BG = '#e6f0ff'; FILL = '#e6f0ff'; EDGE = '#2563eb'; TXT = '#111827'
W, H, GAP, PAD = 0.19, 0.22, 0.06, 0.01
Y0 = 0.39
labels = [
    ('Raw', 'Land CSV/JSON'),
    ('Staging', 'Type cast / dedupe'),
    ('Curated', 'Facts & Dims'),
    ('Data Mart', 'Subject-area views'),
    ('Analytics', 'BI / ML / API')
]
fig, ax = plt.subplots(figsize=(12, 3.8))
fig.patch.set_facecolor(BG); ax.set_facecolor(BG); ax.set_axis_off()

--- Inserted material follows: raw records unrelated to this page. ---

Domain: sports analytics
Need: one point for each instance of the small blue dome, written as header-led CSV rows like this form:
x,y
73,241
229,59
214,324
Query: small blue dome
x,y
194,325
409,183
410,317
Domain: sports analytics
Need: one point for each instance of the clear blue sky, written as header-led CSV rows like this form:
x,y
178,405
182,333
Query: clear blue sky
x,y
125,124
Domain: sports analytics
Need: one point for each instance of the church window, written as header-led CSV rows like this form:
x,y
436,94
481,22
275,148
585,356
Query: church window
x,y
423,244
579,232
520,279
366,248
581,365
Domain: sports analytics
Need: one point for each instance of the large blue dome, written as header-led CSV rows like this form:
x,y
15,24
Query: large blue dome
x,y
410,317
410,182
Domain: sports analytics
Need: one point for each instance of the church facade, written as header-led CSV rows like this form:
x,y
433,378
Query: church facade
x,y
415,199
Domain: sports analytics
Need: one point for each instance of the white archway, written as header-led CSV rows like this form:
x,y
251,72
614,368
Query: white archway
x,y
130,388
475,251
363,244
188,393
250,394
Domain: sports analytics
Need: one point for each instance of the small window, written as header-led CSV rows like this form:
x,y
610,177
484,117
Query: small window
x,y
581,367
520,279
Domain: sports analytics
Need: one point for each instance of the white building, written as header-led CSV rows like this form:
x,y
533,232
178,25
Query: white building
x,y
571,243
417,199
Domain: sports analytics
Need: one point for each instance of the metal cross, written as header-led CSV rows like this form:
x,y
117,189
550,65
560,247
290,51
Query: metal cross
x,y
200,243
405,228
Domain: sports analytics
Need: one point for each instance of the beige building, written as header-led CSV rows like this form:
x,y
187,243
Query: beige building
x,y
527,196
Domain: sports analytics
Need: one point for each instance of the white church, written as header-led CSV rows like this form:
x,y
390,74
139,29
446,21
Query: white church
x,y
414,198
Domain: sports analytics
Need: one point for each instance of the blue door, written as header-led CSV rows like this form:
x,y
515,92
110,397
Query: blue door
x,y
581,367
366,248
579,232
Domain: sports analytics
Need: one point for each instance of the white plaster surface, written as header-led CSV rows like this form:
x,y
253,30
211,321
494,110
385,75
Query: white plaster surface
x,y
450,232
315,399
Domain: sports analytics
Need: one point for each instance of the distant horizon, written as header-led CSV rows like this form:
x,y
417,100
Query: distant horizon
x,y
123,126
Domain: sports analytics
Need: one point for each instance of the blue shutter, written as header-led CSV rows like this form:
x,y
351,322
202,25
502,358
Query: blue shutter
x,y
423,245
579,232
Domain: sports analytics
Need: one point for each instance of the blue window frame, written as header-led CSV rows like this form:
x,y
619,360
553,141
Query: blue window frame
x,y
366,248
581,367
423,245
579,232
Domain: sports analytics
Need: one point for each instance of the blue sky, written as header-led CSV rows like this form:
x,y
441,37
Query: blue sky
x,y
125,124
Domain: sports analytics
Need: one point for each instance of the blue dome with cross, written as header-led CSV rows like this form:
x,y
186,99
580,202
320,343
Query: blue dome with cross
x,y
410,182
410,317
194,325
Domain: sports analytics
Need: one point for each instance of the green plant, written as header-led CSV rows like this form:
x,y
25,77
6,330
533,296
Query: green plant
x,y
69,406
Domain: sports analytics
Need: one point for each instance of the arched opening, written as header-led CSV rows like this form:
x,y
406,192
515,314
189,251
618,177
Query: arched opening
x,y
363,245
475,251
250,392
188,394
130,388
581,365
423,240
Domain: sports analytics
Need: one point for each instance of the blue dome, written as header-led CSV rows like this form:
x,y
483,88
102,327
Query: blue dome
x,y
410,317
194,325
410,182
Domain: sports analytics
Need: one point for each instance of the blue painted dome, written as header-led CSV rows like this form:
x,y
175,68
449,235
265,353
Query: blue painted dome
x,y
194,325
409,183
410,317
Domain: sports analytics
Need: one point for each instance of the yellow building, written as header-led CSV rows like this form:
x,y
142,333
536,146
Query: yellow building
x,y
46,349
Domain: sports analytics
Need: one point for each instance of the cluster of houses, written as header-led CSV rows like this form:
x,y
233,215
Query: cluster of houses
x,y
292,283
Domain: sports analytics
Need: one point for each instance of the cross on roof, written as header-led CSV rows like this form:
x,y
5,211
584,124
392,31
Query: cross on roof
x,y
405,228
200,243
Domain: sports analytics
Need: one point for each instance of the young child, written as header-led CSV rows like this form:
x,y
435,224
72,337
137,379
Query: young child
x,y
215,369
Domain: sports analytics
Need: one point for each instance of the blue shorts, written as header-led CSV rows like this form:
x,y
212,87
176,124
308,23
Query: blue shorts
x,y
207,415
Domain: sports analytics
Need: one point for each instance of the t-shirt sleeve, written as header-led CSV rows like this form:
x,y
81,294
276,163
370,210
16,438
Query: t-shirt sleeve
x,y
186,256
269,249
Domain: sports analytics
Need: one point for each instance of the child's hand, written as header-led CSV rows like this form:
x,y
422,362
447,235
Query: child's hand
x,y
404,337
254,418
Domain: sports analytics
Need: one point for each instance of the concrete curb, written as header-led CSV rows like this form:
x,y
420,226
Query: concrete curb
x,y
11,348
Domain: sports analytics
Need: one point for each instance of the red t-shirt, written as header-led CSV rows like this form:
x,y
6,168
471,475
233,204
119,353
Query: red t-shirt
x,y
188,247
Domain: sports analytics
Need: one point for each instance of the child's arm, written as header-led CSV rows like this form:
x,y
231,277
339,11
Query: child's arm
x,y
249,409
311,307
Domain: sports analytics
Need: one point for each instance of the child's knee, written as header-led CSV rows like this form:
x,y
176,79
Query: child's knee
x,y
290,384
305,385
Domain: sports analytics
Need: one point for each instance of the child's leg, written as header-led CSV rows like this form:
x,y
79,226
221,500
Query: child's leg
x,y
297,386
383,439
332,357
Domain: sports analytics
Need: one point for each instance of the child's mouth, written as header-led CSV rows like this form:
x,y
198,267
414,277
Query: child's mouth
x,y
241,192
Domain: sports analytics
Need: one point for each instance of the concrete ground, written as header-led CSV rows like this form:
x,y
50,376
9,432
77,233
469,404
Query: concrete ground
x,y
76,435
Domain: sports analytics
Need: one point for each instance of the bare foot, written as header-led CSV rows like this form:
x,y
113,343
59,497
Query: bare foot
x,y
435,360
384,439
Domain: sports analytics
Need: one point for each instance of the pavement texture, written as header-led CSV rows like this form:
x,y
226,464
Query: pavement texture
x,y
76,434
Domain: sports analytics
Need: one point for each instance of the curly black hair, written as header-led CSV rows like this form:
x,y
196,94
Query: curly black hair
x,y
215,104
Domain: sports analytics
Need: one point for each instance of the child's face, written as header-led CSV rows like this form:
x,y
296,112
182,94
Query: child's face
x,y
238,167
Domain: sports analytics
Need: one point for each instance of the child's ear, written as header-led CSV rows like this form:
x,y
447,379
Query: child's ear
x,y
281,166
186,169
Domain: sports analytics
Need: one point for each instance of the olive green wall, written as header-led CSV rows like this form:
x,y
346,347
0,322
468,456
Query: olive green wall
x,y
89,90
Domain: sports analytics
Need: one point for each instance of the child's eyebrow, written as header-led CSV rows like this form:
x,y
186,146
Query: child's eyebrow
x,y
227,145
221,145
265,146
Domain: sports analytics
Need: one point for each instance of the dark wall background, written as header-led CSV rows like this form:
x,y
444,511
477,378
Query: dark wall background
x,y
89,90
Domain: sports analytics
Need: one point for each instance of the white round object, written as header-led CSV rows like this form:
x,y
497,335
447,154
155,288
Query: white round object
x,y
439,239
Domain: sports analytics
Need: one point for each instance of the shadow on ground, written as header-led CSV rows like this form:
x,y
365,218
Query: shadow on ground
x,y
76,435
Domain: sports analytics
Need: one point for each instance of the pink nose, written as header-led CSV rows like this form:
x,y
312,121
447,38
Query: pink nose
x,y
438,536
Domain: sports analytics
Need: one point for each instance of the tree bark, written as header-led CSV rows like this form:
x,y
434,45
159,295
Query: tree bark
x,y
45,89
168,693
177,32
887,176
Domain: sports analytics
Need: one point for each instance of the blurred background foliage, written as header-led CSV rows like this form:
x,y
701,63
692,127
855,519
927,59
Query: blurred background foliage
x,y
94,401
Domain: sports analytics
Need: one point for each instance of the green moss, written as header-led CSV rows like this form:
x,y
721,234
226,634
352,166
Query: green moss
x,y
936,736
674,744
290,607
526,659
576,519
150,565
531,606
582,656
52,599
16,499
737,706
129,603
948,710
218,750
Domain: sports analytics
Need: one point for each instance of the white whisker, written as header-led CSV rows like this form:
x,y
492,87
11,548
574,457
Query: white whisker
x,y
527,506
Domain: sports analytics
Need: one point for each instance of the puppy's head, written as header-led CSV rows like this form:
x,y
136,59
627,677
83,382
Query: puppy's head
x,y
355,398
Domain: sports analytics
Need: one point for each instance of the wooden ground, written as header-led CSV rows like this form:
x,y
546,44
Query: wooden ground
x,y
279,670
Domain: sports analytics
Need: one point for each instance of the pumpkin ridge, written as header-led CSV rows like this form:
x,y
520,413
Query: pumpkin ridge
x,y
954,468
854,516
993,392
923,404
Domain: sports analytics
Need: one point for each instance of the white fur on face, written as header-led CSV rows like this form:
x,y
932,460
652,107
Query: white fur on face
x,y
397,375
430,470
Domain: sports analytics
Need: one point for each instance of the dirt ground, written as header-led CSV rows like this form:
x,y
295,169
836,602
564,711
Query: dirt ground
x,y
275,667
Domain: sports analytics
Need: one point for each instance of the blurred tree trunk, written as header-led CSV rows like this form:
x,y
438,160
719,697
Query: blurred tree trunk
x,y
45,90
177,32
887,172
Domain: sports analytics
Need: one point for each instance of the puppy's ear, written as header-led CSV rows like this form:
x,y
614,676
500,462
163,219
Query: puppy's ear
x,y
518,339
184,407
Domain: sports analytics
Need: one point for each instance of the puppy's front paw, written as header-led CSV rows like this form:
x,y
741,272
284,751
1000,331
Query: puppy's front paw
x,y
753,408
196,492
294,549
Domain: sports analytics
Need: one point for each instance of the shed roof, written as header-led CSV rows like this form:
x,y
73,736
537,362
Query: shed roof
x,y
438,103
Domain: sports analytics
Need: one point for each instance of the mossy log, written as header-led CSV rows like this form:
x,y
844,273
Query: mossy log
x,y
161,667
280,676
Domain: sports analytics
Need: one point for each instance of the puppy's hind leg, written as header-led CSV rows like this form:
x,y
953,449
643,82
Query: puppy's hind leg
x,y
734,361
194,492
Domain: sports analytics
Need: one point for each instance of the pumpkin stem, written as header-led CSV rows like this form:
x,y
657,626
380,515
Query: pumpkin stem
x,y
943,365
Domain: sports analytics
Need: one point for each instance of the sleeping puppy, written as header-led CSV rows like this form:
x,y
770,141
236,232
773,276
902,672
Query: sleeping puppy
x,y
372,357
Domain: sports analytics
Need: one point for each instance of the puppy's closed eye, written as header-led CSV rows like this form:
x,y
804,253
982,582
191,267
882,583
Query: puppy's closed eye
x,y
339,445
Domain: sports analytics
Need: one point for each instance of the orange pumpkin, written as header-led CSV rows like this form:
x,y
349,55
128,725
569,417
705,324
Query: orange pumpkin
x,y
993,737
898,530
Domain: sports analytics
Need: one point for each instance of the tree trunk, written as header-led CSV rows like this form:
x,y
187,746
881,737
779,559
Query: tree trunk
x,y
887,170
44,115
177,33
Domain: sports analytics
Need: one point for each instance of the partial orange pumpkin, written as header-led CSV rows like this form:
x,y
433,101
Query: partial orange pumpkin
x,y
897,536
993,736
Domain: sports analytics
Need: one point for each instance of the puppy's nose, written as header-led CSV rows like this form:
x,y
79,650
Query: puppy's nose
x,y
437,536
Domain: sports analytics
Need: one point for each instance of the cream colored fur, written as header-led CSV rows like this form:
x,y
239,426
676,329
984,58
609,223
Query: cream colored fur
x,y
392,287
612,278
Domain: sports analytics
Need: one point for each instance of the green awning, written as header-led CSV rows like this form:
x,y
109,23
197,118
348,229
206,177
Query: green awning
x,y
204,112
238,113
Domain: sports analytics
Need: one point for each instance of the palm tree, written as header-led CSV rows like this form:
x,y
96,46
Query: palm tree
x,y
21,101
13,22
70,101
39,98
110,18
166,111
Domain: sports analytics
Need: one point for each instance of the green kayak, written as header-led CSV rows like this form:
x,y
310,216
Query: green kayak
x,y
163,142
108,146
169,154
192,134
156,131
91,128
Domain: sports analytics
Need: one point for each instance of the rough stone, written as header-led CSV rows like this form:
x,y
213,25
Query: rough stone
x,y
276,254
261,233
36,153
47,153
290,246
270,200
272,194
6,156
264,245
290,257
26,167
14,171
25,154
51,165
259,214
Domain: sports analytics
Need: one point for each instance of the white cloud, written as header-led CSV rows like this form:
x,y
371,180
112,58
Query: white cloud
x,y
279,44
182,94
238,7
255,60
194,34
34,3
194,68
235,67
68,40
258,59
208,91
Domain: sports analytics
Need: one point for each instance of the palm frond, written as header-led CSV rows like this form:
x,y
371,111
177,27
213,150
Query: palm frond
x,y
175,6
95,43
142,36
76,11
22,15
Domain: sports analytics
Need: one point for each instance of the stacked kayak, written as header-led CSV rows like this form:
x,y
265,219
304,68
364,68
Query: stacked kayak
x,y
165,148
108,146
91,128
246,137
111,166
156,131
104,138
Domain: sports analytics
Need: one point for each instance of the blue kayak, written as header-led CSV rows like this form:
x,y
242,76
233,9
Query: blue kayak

ax.set_xlim(0,1); ax.set_ylim(0,1)
total_w = len(labels)*W + (len(labels)-1)*GAP
x0 = (1-total_w)/2
xs = [x0 + i*(W+GAP) for i in range(len(labels))]
def box(x, t, s):
    r = FancyBboxPatch((x, Y0), W, H, boxstyle='round,pad=0.02,rounding_size=10', fc=FILL, ec=EDGE, lw=1.6)
    ax.add_patch(r)
    ax.text(x+W/2, Y0+H*0.62, t, ha='center', va='center', fontsize=10, color=TXT, fontweight='bold')
    ax.text(x+W/2, Y0+H*0.36, s, ha='center', va='center', fontsize=9, color=TXT)
for (t,s), x in zip(labels, xs):
    box(x,t,s)
y = Y0 + H/2
for i in range(len(xs)-1):
    ax.annotate('', xy=(xs[i+1]-PAD, y), xytext=(xs[i]+W+PAD, y),
                arrowprops=dict(arrowstyle='->', lw=2, color='#4b5563', mutation_scale=12))
plt.tight_layout(); plt.show()


## 💡 8️⃣ Practice
1) Sketch your raw→staging→curated pipeline.
2) Write a SQL transform that cleans and aggregates orders by region.
3) Compare CSV vs Parquet query times on the same query.
4) Add Session 5 quality checks after transformation.